June 7, 2008
It appears that the problems on the site were due to someone (read: me) messing up when they restarted the database-replication!
Thanks to a bunch of helpful problem-reports from a number of users, I had some good data to look at to figure out what was wrong. It was actually pretty easy to figure out once I had all of those problem-pages to look at (I’m talking about you Brian May!).
While I was waiting for the computers to move some massive files around, I had a couple of minutes here and there to make other tweaks to the site. Two somewhat interesting things that came out of this time are that the 1) “job queue” is getting automatically run every hour now (which keeps things up to date and avoids assigning extra jobs to random users who would get like a 2 minute page-load randomly every 10,000 pages) and 2) the road-block page that shows up when the site is shut-down for maintenance now has an iframe in it which shows a google-search of LyricWiki.org for the same page and suggests that users click the “Cached” link. This will allow people to see a somewhat-recent of most of the pages even while the site is down. I dig it.
Special thanks/shoutouts to Kiefer, Redxx, Senvaikis, Teknomunk and WillMak050389 for their help figuring out what was wrong and testing things to make sure they were fixed!
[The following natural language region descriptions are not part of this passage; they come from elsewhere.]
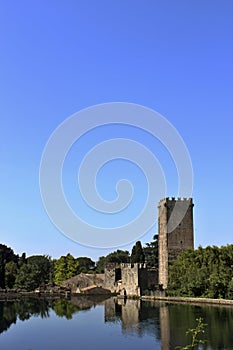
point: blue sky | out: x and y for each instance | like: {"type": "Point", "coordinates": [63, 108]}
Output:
{"type": "Point", "coordinates": [58, 57]}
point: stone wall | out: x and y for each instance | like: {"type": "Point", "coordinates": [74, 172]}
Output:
{"type": "Point", "coordinates": [175, 232]}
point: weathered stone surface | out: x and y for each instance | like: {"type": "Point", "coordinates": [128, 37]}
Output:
{"type": "Point", "coordinates": [172, 243]}
{"type": "Point", "coordinates": [83, 280]}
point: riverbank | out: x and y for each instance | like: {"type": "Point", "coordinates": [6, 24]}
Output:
{"type": "Point", "coordinates": [189, 300]}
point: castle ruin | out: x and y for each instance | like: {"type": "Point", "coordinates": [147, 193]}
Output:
{"type": "Point", "coordinates": [175, 234]}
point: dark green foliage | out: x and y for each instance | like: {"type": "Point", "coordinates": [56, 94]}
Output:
{"type": "Point", "coordinates": [203, 273]}
{"type": "Point", "coordinates": [11, 270]}
{"type": "Point", "coordinates": [195, 332]}
{"type": "Point", "coordinates": [44, 264]}
{"type": "Point", "coordinates": [6, 255]}
{"type": "Point", "coordinates": [137, 255]}
{"type": "Point", "coordinates": [100, 265]}
{"type": "Point", "coordinates": [151, 252]}
{"type": "Point", "coordinates": [85, 264]}
{"type": "Point", "coordinates": [65, 267]}
{"type": "Point", "coordinates": [117, 257]}
{"type": "Point", "coordinates": [28, 278]}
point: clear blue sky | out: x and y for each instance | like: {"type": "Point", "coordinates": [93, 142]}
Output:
{"type": "Point", "coordinates": [58, 57]}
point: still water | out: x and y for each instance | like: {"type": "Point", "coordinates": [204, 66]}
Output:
{"type": "Point", "coordinates": [97, 323]}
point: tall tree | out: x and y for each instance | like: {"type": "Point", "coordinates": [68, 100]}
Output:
{"type": "Point", "coordinates": [151, 252]}
{"type": "Point", "coordinates": [44, 264]}
{"type": "Point", "coordinates": [137, 255]}
{"type": "Point", "coordinates": [28, 277]}
{"type": "Point", "coordinates": [65, 267]}
{"type": "Point", "coordinates": [6, 255]}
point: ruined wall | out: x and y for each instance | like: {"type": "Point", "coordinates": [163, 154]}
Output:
{"type": "Point", "coordinates": [110, 278]}
{"type": "Point", "coordinates": [134, 278]}
{"type": "Point", "coordinates": [175, 232]}
{"type": "Point", "coordinates": [130, 278]}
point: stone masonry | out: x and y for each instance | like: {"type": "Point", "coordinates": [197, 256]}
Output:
{"type": "Point", "coordinates": [175, 232]}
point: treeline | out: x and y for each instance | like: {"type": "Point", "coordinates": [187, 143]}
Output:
{"type": "Point", "coordinates": [28, 273]}
{"type": "Point", "coordinates": [204, 272]}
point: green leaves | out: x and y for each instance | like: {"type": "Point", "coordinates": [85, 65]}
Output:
{"type": "Point", "coordinates": [204, 272]}
{"type": "Point", "coordinates": [65, 267]}
{"type": "Point", "coordinates": [137, 255]}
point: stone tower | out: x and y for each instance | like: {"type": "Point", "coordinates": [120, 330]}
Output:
{"type": "Point", "coordinates": [175, 228]}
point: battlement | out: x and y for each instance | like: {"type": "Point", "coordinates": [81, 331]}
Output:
{"type": "Point", "coordinates": [111, 266]}
{"type": "Point", "coordinates": [174, 200]}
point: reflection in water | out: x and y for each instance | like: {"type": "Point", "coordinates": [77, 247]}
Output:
{"type": "Point", "coordinates": [166, 323]}
{"type": "Point", "coordinates": [169, 322]}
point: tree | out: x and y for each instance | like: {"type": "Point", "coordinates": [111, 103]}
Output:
{"type": "Point", "coordinates": [85, 264]}
{"type": "Point", "coordinates": [11, 271]}
{"type": "Point", "coordinates": [6, 255]}
{"type": "Point", "coordinates": [137, 255]}
{"type": "Point", "coordinates": [44, 264]}
{"type": "Point", "coordinates": [117, 257]}
{"type": "Point", "coordinates": [65, 267]}
{"type": "Point", "coordinates": [151, 251]}
{"type": "Point", "coordinates": [28, 278]}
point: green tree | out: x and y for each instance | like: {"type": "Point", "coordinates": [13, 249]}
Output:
{"type": "Point", "coordinates": [6, 255]}
{"type": "Point", "coordinates": [11, 271]}
{"type": "Point", "coordinates": [65, 267]}
{"type": "Point", "coordinates": [137, 255]}
{"type": "Point", "coordinates": [151, 252]}
{"type": "Point", "coordinates": [85, 264]}
{"type": "Point", "coordinates": [45, 266]}
{"type": "Point", "coordinates": [204, 272]}
{"type": "Point", "coordinates": [117, 257]}
{"type": "Point", "coordinates": [28, 278]}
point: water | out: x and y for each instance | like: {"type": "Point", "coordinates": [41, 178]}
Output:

As always, please let me know if you see something strange on the site. Thanks!
June 7, 2008
LyricWiki.org is back up. I’m relatively sure I fixed everything. I’ll be back on to check things in a bit & I’ll have more details once I find out if things are actually working.
June 6, 2008
The site has been behaving strangely lately and I’m not sure how I managed to break it or what is wrong, but I’m looking into it actively. I’m going to be working on any intensive-changes starting tomorrow (saturday) morning since weekends tend to have less traffic than weekdays.
People have been forwarding me a good bit of info about the problems, and it has been very helpful. If you have seen anything strange (especially if you have noticed a pattern in it), please pass the information along to me!
Hopefully the site will be all patched up by the end of tomorrow. Check the blog for updates as things are happening (brief outages are very likely tomorrow).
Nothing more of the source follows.